In Jackie’s case she needs to ensure that the employer ascertains the
purpose for which the CCTV surveillance is required.

The employer also needs to ensure that an impact assessment has been carried
out and that CCTV is necessary and proportionate for the purpose identified.

This assessment should consider a number of factors, such as the benefits of
monitoring, any adverse impact it might have on staff and whether the firm can
achieve similar benefits by using a less intrusive method.
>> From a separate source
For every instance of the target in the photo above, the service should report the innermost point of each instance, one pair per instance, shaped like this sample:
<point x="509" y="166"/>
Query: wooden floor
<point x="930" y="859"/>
The employer should also ensure all discussions regarding the CCTV
surveillance, including the impact assessment, are properly documented. If CCTV
is to be used, all employees affected need to know why (unless this defeats the
object of introducing the CCTV – such as the prevention or detection of
criminal activity).

The employer should also ensure that the CCTV is not used for any other
purposes and for no longer than is absolutely necessary.

In this case, Howard should be made aware of his duty not to misuse the
information collected by CCTV. He should also be instructed not to act on any
information collected by it without giving the employee an opportunity to
respond.

The information collected should be destroyed if it is not to be used for
the intended purpose, unless other misconduct is revealed.